The deprivation of goods and services, which morphed into large-scale economic exploitation, manifested itself in the total administrative collapse of the prison. We include in this category the ineptitude of healthcare at the highest levels, the Chino transfer fiasco, the absence of PPE, the absurd preventions on sanitizing chemicals, the collapse of the sanitation and kitchen system, and the spillover of COVID healthcare ineptitude into the realm of general provision of healthcare. We also include here the disrespectful approach to the dying and the dead and the humiliation and mortification of their families.

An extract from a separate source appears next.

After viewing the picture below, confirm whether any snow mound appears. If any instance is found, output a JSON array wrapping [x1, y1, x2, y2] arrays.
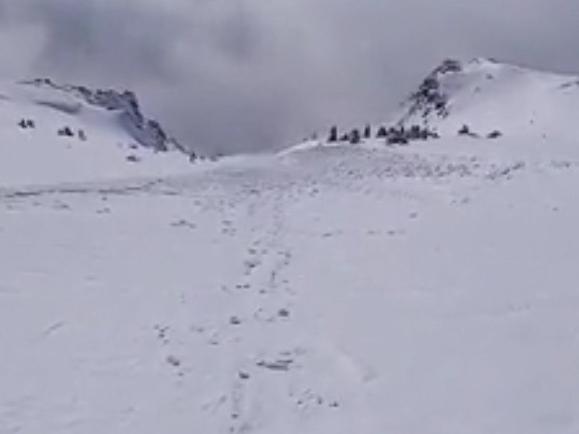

What Sykes saw as deprivation of heterosexual relationships (and Fleury-Steiner and Longazel argued became sexual coercion by staff and residents in overcrowded facilities) we see as morphing into a deprivation of all consensual relationships: the ban on phone calls, the problems contacting loved ones and informing them of what was happening, the difficulties faced by lawyers, advocates, volunteers, and activists to get a sense of what was occurring and to help.
The deprivation of autonomy, the ultimate mass incarceration example of which is isolation in solitary confinement, became a systemwide regime of isolation and quarantine. The inability to govern one’s fate manifested itself in the transfer system (housing COVID positive and negative people together), the structural and architectural barriers to even the most basic forms of self-protection and social distancing, and the disciplinary system backing up these contagion-producing practices. All of this was amplified through a systemwide atmosphere of misinformation and fearmongering fomented by staff and tacitly approved by high command.
Finally, the deprivation of security, which at its extreme end in mass incarceration becomes brutality, was in evidence everywhere as massive medical neglect, widely visible staff noncompliance and COVID denialism, and a system of retaliation (via transfer threats) against those who pursued political and legal action against the prison system.
In Fester, we present this framework and walk our readers through each of these five pains of imprisonment not through our own words, but through the words of the people who experienced this first hand–incarcerated people and their families, as well as prison workers.